The Boathouse published by the Bob Speltz Land-O-Lake Chapter ACBS


19 replies
  1. Chad
    Chad says:

    Ask 100 judges across the country to pick the correct blue. Average the answers and then drop numbers 1-8 into a hat, and pull one number while blindfolded…

    I kinda like the stripes. Use all the colors and you’re sure to get partial credit.

    • dreed
      dreed says:

      Good question. Here is a pic of mine with “CC Blue engine paint”. Note: two point deduction!

        • m-fine
          m-fine says:

          The first one is a tad lighter and looks like the postwar V8 blue you would expect to see on a 283. The DVN blue is a touch darker. I can’t say what is correct, but the fragments of original paint in my V8 boat are a touch lighter than what passes for the V8 blue in the first photo. I would think it is quite possible that CC’s paint changed a bit from batch to batch or perhaps with changes in suppliers. Even with modern machines, it is had to get perfect consistency in paint color.

    • Dennis Mykols
      Dennis Mykols says:

      After the scare in Mt Dora, a third bilge pump installation is on my to do list, I already got two 500g.p.m. pumps with floats, and bought an 800 g.p.m. backup pump that needs to be wired up. Hey, Matt, got some time this weekend???

  2. Rick
    Rick says:

    For anyone who now feels motivated I found these project boats in Greenport,NY yesterday. According to the yard manager the CC Sea Skiff has been abandoned in the yard, the cruiser is a Scopovich(sp?) made one the south shore of LI and the owner is having financial problems (cruisers will do that to you). The Fire Boat the the “Fire Fighter” circa 1938 and was used during 911 and the Miracle on the Hudson.

      • Rick
        Rick says:

        Jim I don’t have any others but the boat has been out there for many years. some of the repairs that have been done on her used Sheetrock screws and regular nails. Looks like she was used as a work boat at the end. I would say she’s at least 25′ long. If you’re interested I can get more info and pictures for you.
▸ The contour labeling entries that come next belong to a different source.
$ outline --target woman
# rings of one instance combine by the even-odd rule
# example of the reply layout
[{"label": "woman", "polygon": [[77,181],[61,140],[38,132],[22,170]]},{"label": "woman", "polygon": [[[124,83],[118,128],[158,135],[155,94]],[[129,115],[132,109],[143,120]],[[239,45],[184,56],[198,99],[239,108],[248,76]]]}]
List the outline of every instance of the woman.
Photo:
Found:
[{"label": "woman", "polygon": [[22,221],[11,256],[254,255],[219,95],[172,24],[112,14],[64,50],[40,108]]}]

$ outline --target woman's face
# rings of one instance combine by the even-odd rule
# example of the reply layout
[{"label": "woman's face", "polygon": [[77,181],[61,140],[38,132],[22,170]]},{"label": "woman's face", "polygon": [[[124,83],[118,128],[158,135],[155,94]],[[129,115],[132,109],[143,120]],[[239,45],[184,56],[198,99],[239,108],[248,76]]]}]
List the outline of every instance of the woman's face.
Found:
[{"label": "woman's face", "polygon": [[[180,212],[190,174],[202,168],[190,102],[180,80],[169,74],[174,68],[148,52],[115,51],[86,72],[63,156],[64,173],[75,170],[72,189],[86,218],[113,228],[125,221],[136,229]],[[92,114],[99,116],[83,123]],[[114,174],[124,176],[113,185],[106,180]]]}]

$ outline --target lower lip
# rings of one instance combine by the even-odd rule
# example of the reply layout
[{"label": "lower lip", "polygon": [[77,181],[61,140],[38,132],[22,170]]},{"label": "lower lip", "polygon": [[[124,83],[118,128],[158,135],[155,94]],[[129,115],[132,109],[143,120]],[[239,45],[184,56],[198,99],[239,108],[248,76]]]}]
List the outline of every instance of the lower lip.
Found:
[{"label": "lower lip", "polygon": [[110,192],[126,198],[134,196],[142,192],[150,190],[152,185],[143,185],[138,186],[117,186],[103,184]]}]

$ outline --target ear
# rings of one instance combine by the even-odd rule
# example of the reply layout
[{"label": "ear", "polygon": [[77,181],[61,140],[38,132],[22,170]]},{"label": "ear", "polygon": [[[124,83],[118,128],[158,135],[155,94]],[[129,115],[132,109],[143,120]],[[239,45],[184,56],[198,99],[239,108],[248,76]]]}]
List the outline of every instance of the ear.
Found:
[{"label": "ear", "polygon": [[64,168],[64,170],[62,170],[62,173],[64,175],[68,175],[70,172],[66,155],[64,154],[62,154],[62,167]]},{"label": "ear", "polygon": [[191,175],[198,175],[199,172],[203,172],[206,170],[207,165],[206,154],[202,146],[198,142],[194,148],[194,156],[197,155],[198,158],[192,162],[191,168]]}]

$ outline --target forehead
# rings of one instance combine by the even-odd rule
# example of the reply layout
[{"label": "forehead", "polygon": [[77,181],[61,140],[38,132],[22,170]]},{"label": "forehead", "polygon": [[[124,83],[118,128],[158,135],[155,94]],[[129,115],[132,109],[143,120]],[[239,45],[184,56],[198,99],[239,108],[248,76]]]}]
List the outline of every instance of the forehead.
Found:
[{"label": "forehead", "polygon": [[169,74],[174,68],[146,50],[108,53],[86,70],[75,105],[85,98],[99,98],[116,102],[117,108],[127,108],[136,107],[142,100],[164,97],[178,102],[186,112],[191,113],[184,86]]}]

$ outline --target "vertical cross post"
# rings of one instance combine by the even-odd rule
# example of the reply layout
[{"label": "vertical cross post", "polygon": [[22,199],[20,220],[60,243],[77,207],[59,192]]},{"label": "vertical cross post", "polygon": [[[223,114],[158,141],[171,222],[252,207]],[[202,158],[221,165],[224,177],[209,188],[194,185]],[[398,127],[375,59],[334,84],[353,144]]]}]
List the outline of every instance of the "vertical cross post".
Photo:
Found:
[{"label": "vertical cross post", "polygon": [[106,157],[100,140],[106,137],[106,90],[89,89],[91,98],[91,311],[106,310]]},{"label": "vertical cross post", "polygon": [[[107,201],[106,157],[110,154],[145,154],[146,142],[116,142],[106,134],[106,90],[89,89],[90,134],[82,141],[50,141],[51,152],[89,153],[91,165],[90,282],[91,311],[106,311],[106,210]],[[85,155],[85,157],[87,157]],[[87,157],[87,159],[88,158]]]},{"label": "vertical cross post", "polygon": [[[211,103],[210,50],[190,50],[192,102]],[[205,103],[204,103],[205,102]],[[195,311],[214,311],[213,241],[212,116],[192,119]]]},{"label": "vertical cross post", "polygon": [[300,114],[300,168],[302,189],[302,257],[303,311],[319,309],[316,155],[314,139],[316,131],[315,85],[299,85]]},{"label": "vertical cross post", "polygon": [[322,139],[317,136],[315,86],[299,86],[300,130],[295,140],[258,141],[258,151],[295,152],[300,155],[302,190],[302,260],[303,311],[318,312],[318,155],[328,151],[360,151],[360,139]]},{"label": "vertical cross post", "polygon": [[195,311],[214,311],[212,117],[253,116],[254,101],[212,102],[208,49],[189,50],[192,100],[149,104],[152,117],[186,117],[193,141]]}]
I’m thinking the yard manager almost just wants her out.

        • Jim Staib
          Jim Staib says:

          1000 miles on toll roads and sheet rock screws are enough to kill my interest. I’ve been looking for a 26′ Sea-Skiff and that caught my eye.

  3. Cobourg-Kid
    Cobourg-Kid says:

    Thanks Lee & Mark for the great synopsis.

    I have flown over the land of lakes many times, on the way from Toronto to Vancouver. Someday hope to arrange a stopove visit to check out the Maritime Museum and perhaps take in a Twins game at Target field. Baseball and Boats.. Perfect combo.

    BTW the underlying illustration on the cover of the Boathouse Magazine is just stone cold COOL… love those pre 50s outboards!

  4. Greg Lewandowski
    Greg Lewandowski says:

    Rick, do the water cannons work on the fire boat? Matt could buy it as the WoodyBoater parade boat and we could lead all the boat show parades with it. That would get him some PR!

  5. m-fine
    m-fine says:

    I am a big practitioner of methods 8 and 9! I get more water in over the bow and sides than through the bottom, so pumps are a must, and with a small fuel tank you better keep track of the time!